With 26 points in the third quarter and 25 in the second, it was the first time in the series and only the third in the Pacers’ 10 playoff games of 2014 that they’d backed up consecutive quarters in a game of 25 points or more. That’s three times out of a possible 30. They did it in Game 5 against Atlanta in the first round (27 in the third, 30 in the fourth, despite losing) after having done it in Game 2 (27 in the second, 31 in the third).
It was also the fifth time in 10 games (or 20 chances) that Indiana scored 51 points or more in a half.
So much of the focus in this series has been on Indiana’s defense and Washington’s offense that the flip side can get overlooked. That’s fine with the Pacers, who draw their identity from stopping the other guys’ attack. With John Wall (his scratched eye should be no factor in Game 4 on Sunday) and Bradley Beal sparking the Wizards, it’s even a priority.
But when the Pacers get into some rhythm and aren’t standing around or forcing the ball through center Roy Hibbert, good things happen for them. They were 28-2 when scoring 100 points or more in the regular season, compared to 28-24 when falling short. When the ball was moving to the tune of at least 20 assists: 38-5.

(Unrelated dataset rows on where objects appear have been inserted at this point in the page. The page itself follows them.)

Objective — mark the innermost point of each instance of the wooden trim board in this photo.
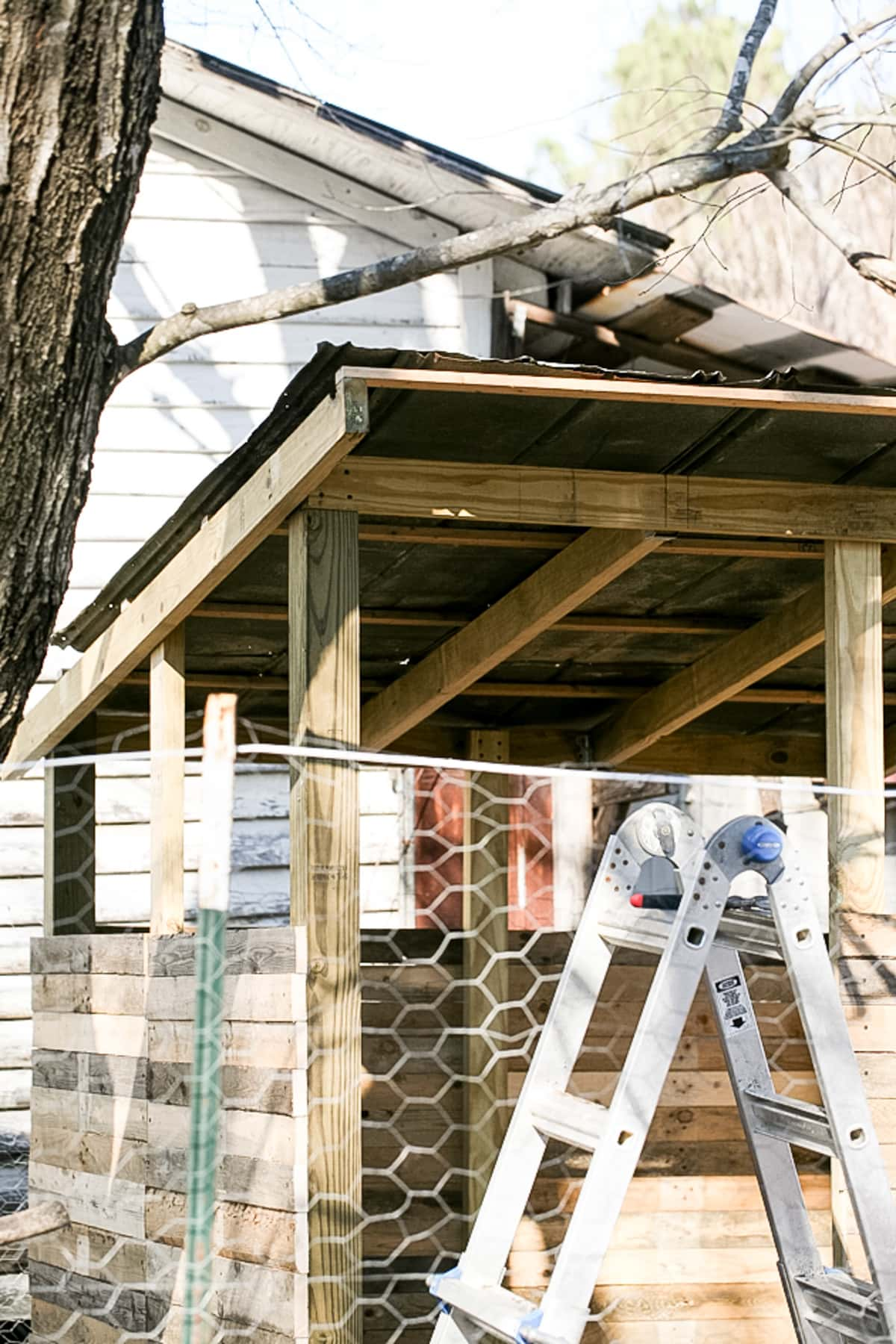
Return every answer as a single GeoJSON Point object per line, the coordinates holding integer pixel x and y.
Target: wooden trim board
{"type": "Point", "coordinates": [299, 467]}
{"type": "Point", "coordinates": [402, 487]}
{"type": "Point", "coordinates": [598, 388]}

In the second half of Game 3, Indiana dished for 14 of its 20 assists, shot 48.7 percent from the floor and sank five of its 10 3-point attempts. The Pacers had been 14 of 34 from the arc through the series’ first five halves.

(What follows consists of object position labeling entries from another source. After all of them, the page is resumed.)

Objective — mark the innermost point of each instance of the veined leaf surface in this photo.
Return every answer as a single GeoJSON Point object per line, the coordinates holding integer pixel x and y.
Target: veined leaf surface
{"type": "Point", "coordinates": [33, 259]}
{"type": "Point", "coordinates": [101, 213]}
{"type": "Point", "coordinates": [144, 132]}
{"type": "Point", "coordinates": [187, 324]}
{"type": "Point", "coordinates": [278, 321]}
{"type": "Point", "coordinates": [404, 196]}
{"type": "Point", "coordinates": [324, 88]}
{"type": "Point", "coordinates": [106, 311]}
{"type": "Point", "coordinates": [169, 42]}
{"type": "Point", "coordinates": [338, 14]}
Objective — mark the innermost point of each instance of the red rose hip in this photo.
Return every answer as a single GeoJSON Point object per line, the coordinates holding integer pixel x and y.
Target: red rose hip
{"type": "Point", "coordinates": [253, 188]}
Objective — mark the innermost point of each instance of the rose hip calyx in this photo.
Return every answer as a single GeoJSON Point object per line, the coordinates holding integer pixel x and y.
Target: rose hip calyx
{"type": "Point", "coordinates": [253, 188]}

“We have to dial into their defensive scheme,” coach Frank Vogel said. “Offensive basketball is just about taking what the defense gives you. We don’t always do that. … It’s just a matter of attacking with force and taking what the defense gives you.”
Wing Paul George said of the 51-point half: “We played with a lot of energy. We were cutting with force, moving the ball. We were screening better, reading plays better. Just using their pressure, really, against them. They want to pressure up and deny wings. We were just driving gaps and being aggressive off the dribble.”
Might that represent a breakthrough for Indiana’s offense? George wasn’t about to go that far, as his team looked at a 3-1 lead or 2-2 tie in the series.
“We want to compound stops and go from there,” he said. “If we hold an opponent to 60, 70 points, there’s not much scoring needs to be done.”